If the received data 100 is further received before the completion response is returned to the response receiving means 53,
This time, it is queued in the queue 4A and the same operation as described above is repeated.

Thus, according to the present embodiment, the queuing of the received data is performed in an orderly manner, and the receiving process can be completed without requesting a complicated process to the next device.

In the above embodiment, the completion response is returned to the queue control device 5A when the next device 2 accesses the storage device 3 and receives the received data, but the next device 2 is called a bridge or router. In the case of a relay device functioning as a transmission station, the reception data is transmitted to the transmission line when the reception notification is issued from the notification unit 52, and the reception data queued in the reception descriptor is transferred. At the stage when all the information has been transmitted, the response receiving means 53
The completion response should be returned to.

When the next device 2 is a station device that functions as a reception processing unit, the reception processing unit is connected to the host device, that is, the station device when the reception notification is issued from the notification unit 52. The reception data may be transferred to the specified device, and the completion response may be returned to the response receiving means 53 at the stage when all the reception data queued in the reception descriptor have been transferred.

Further, in the above embodiment, two queues 4A and 4B are provided to alternately queue, but three or more queues are provided so that these queues are sequentially queued alternately.
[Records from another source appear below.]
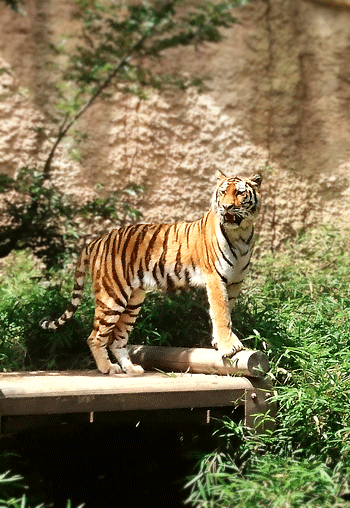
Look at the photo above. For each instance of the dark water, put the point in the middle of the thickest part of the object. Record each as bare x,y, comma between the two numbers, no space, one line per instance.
101,465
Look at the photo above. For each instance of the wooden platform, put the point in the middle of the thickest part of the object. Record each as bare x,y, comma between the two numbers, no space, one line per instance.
31,399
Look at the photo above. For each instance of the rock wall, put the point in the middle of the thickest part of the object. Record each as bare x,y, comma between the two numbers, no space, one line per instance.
277,99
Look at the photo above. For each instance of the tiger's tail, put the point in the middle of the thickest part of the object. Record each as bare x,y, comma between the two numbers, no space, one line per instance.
79,280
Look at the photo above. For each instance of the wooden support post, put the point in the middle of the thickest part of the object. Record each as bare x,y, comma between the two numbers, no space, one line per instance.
199,360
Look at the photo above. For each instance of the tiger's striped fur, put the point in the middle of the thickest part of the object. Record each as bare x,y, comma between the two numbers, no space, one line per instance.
213,251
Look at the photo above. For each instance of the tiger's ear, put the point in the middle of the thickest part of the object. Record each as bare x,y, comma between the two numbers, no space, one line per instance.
257,178
220,176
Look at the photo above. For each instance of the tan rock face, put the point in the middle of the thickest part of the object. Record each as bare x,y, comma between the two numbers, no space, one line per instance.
277,99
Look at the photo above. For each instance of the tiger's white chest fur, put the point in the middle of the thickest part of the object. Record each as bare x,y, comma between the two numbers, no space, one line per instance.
236,247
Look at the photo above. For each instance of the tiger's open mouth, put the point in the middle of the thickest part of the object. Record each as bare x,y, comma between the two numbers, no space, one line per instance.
232,218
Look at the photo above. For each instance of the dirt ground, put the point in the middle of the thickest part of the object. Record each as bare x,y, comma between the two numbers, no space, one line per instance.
277,99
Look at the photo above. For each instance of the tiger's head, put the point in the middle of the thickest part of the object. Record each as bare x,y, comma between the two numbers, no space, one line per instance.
237,200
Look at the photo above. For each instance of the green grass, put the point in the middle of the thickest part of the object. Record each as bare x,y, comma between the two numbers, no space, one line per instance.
295,306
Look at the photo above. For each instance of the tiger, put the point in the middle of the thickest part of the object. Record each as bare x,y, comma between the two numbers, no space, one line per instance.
212,252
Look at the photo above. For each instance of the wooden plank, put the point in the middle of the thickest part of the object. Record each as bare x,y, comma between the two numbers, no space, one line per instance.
89,392
199,360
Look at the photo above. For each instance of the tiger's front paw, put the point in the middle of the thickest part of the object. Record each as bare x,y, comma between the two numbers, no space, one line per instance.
228,347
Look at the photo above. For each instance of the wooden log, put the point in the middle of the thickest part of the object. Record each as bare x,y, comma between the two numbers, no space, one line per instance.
199,360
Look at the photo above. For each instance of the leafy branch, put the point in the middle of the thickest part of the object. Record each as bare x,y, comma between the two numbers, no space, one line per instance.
118,46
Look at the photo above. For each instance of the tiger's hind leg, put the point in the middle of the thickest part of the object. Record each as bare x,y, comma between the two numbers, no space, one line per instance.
98,347
122,331
106,318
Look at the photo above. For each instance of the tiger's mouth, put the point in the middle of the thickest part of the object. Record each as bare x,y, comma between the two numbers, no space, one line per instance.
233,218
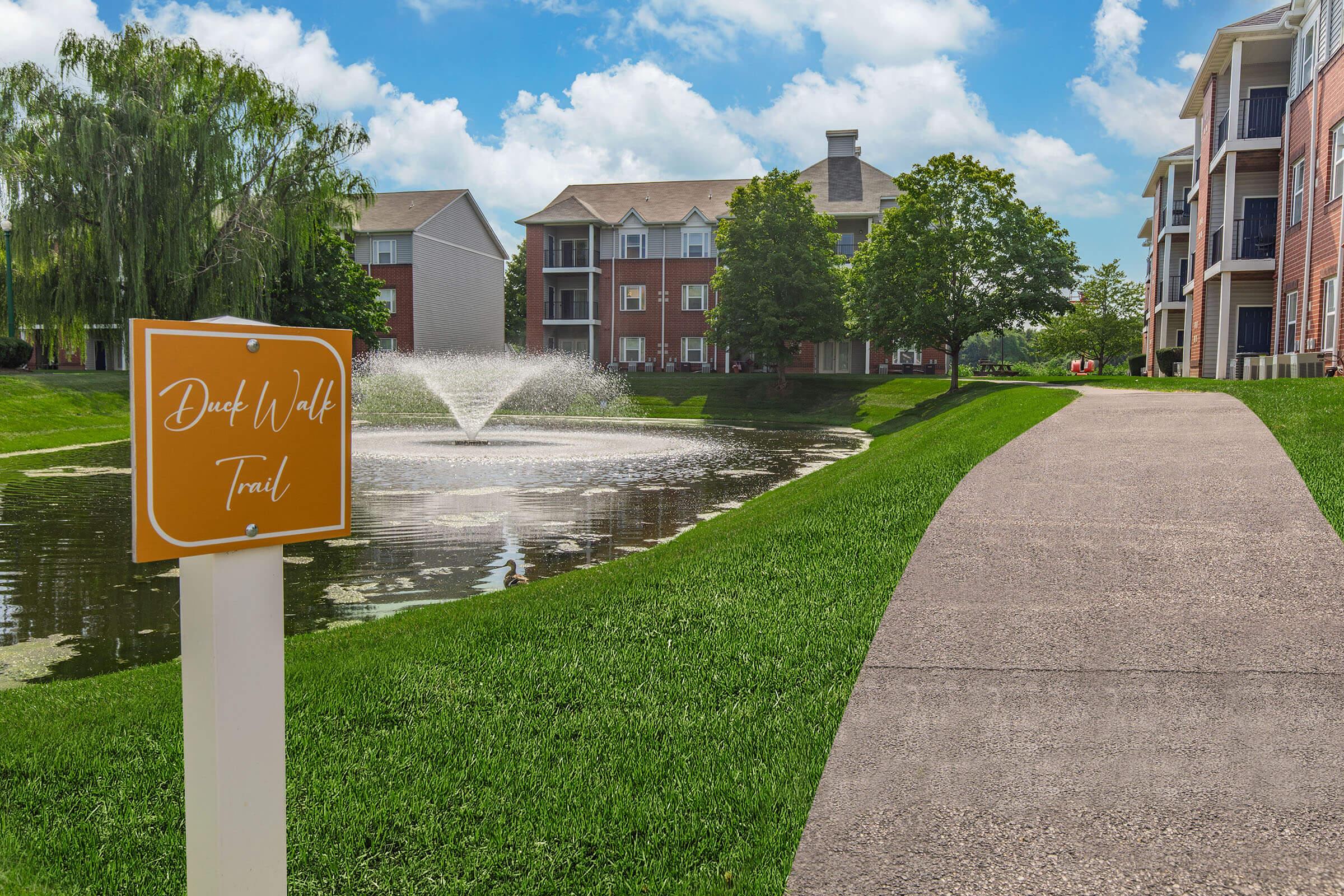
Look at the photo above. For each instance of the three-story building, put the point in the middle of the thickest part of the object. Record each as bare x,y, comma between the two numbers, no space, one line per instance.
623,272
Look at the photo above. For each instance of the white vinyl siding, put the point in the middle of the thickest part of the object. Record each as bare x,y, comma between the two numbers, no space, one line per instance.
632,349
632,298
693,349
694,297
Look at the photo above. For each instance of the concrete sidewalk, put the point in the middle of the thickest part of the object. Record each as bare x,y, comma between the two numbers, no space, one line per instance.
1114,665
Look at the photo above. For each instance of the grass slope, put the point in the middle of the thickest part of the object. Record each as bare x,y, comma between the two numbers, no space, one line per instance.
656,725
835,401
1305,416
50,410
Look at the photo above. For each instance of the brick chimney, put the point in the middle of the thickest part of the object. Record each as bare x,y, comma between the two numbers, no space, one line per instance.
842,144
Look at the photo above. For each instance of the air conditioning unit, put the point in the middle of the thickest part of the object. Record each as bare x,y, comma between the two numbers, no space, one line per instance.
1307,365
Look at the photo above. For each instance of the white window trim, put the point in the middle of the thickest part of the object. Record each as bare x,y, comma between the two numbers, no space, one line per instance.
686,349
1329,309
637,340
706,241
686,297
644,244
1295,216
It can also be configured.

[0028]

As is apparent from the above description, according to the present invention, queuing of received data is performed in an orderly manner, and the receiving process can be completed without requiring a complicated process to the next device. It is possible to provide a data transmission device that enables the above.

[Brief description of drawings]

FIG. 1 is a block diagram showing a schematic configuration of an embodiment of a data transmission device according to the present invention.
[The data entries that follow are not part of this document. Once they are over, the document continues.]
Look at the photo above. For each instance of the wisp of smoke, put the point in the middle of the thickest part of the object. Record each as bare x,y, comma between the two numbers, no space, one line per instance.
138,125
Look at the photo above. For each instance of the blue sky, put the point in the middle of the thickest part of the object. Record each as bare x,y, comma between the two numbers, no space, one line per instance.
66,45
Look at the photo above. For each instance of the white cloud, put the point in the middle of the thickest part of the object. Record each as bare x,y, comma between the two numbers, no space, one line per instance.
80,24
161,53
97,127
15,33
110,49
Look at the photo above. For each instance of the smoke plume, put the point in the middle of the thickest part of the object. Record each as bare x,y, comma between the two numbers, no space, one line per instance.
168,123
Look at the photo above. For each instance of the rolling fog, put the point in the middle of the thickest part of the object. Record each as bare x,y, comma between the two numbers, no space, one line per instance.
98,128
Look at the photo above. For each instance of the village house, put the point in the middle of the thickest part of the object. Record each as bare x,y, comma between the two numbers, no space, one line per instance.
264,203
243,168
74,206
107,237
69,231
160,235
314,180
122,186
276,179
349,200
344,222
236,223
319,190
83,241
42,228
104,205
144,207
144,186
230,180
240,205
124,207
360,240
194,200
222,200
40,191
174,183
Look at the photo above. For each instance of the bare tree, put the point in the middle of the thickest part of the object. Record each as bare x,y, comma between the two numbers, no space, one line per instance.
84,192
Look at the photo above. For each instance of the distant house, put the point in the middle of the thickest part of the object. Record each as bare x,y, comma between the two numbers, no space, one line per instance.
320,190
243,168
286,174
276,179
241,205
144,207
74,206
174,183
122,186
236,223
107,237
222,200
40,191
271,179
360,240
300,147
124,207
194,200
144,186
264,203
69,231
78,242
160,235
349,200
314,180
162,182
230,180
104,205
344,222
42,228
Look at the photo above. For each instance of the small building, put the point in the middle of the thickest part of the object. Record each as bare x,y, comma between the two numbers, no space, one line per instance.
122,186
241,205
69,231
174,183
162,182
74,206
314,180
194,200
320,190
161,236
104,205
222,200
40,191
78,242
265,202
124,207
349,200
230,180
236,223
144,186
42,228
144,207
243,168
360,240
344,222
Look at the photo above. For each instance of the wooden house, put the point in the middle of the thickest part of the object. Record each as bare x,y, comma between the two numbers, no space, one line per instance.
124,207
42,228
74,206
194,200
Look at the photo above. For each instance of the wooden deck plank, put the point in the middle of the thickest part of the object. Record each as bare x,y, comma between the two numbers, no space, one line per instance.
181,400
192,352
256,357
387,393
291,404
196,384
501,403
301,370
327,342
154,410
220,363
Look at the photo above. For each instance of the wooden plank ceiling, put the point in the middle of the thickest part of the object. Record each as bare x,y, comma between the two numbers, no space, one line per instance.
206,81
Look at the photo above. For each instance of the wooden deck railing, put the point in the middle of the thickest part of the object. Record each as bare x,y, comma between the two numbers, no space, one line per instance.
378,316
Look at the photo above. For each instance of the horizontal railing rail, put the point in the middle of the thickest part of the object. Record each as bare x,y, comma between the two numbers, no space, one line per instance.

FIG. 2 is a diagram showing a queue structure for explaining the operation of the embodiment shown in FIG.

FIG. 3 is a diagram showing the structure of a descriptor for explaining the operation of the embodiment shown in FIG.
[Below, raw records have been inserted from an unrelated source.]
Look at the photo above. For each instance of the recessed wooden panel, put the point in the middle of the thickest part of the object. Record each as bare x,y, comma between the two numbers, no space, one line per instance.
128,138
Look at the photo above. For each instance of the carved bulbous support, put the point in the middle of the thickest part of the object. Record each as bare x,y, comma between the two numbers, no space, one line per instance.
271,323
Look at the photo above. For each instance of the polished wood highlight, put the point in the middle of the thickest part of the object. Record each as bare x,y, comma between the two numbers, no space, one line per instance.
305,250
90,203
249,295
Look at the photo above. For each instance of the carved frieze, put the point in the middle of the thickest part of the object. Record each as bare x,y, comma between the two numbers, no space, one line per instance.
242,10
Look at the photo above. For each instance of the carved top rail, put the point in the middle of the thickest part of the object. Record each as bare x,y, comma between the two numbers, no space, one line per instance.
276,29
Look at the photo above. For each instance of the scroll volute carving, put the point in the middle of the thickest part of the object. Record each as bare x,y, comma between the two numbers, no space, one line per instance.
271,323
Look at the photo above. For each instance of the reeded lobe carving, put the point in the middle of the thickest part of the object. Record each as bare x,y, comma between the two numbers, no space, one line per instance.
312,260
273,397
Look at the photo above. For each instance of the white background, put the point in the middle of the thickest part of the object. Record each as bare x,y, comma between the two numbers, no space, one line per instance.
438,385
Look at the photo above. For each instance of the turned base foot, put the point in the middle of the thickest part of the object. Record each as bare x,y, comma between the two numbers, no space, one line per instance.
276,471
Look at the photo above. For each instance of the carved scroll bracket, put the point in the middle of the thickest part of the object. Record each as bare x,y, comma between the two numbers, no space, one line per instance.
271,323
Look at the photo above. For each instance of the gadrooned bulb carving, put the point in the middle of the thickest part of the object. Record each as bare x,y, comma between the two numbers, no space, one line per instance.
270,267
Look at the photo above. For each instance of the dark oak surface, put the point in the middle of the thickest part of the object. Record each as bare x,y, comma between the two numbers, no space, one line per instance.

FIG. 4 is a block diagram showing a schematic configuration of a conventional data transmission device.

5 is a diagram showing a queue structure for explaining the operation of the data transmission device shown in FIG.

[Explanation of symbols]

1A data transmission device Secondary device 3 storage devices 4A, 4B cue 5A queue control device 51 cue pointer 52 notification means 53 Response receiving means 54 queue control means

Claims (3)

[Claims] 1. A data transmission device that receives data transmitted from a transmission station and transfers the received data to a next device, a storage device for storing the received data, and a plurality of storage devices for queuing the received data. A queue; a plurality of queue pointers indicating the addresses of queued reception descriptors; queue control means for storing the received data in a queue which is not processed by the next device when the received data is received; Response receiving means for receiving a completion signal from the next device that the data has been processed by the next device, and a notification for notifying the next device of a queue pointer of a queue storing the received data when the completion signal is received A data transmission device comprising: 2. The data transmission device according to claim 1, wherein the next device is a relay device that relays between networks. 3. The data transmission device according to claim 1, wherein the next device is a station device that functions as a reception processing unit.